Some time ago, I was told the following theorem, attributed to Neumann (I have no idea which one):
If $G$ is an abelian group, and $G$ is the finite union $\bigcup_{i\in I} g_iH_i$ of cosets of subgroups $H_i\leq G$, then it is already the union of those $g_iH_i$ for which $H_i$ has finite index.
It was proved by inclusion-exclusion principle, and back then, I had an idea of an inductive proof. I think in both cases, there didn't seem to be any reason for it to fail if $G$ is nonabelian.
The question is: which Neumann is this theorem due to, and in what form? And if s/he did not prove it in the above form (or an obviously equivalent one) with $G$ nonabelian, who did? I would appreciate some references.

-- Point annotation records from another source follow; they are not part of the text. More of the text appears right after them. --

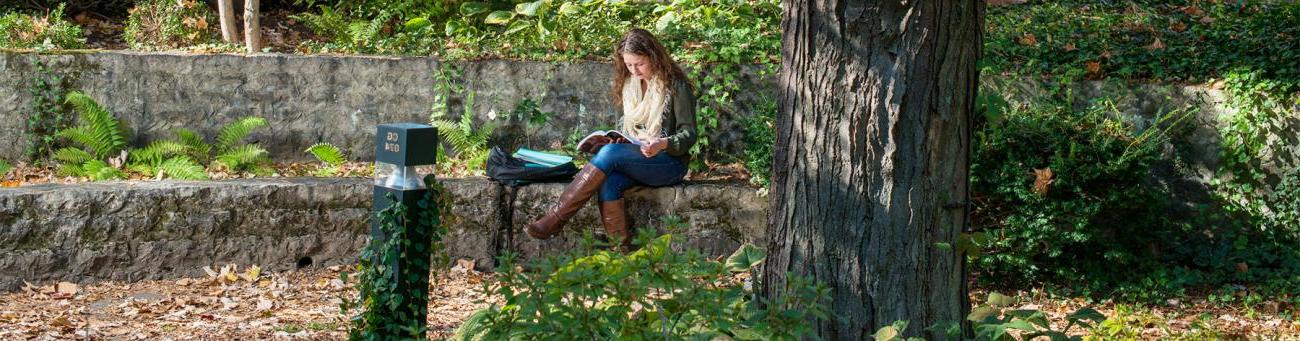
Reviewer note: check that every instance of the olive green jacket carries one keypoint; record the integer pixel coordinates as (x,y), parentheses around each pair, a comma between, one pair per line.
(679,122)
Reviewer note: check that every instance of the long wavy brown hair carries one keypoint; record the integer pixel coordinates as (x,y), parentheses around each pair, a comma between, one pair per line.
(641,42)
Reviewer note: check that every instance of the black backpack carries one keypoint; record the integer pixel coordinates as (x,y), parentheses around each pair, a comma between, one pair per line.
(511,171)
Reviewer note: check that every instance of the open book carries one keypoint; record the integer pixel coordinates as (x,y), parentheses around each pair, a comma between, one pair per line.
(593,142)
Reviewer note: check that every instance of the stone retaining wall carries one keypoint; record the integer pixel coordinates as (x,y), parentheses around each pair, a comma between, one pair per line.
(339,99)
(141,231)
(336,99)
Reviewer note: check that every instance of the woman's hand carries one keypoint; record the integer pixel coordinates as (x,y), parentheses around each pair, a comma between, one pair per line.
(654,146)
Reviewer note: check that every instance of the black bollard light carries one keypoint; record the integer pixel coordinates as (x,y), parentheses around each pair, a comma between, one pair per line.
(404,155)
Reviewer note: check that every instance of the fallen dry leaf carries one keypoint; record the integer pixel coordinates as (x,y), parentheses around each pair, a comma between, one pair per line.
(1178,26)
(1041,180)
(1092,67)
(1028,39)
(251,273)
(66,288)
(1156,44)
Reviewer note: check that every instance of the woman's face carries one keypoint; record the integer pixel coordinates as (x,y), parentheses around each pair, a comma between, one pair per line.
(637,64)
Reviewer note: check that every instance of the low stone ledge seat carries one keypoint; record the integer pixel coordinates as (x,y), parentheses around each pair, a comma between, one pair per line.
(129,231)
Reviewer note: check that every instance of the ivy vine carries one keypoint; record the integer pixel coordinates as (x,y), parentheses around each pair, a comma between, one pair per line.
(393,305)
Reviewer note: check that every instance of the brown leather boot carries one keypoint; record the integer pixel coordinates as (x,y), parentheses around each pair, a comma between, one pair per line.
(585,184)
(615,220)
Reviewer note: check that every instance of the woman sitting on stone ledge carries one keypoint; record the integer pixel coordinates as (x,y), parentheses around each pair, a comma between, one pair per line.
(658,109)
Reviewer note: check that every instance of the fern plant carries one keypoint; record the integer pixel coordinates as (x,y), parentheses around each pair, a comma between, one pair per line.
(235,155)
(99,137)
(330,156)
(167,159)
(468,143)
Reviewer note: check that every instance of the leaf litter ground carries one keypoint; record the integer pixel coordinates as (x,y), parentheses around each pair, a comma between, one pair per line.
(233,303)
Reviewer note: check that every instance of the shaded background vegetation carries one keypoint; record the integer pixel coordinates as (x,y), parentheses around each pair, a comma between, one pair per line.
(1099,225)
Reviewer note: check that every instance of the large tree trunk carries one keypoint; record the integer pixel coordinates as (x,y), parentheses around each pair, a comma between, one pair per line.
(229,29)
(871,159)
(252,30)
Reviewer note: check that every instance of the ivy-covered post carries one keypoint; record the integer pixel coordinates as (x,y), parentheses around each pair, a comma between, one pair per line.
(403,227)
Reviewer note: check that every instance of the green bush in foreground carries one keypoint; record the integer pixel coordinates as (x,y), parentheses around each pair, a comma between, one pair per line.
(50,31)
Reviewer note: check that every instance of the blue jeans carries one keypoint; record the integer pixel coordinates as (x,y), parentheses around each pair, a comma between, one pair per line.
(624,167)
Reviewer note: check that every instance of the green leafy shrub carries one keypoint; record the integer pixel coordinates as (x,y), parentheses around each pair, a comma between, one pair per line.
(235,155)
(650,293)
(165,159)
(1262,108)
(1064,197)
(1285,202)
(467,142)
(330,156)
(169,24)
(759,139)
(995,320)
(99,137)
(102,152)
(1177,40)
(18,30)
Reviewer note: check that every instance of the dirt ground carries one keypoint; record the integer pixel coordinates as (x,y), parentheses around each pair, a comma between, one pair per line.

There is a lot of research on groups covered by a finite set of proper subgroups. It all started with a seminal paper of Bernhard Neumann, Groups covered by finitely many cosets, Publ. Math. Debrecen 3 (1954), 227-242, in which he proves that if a group is the union of a finite number of subgroups (or even cosets), you only have to take into account those subgroups having finite index. This implies that a group has a finite covering by subgroups if and only if it has a finite non-cyclic homomorphic image. See also recent work of Mira Bhargava, the mother of the brilliant number theorist Manjul Bhargava.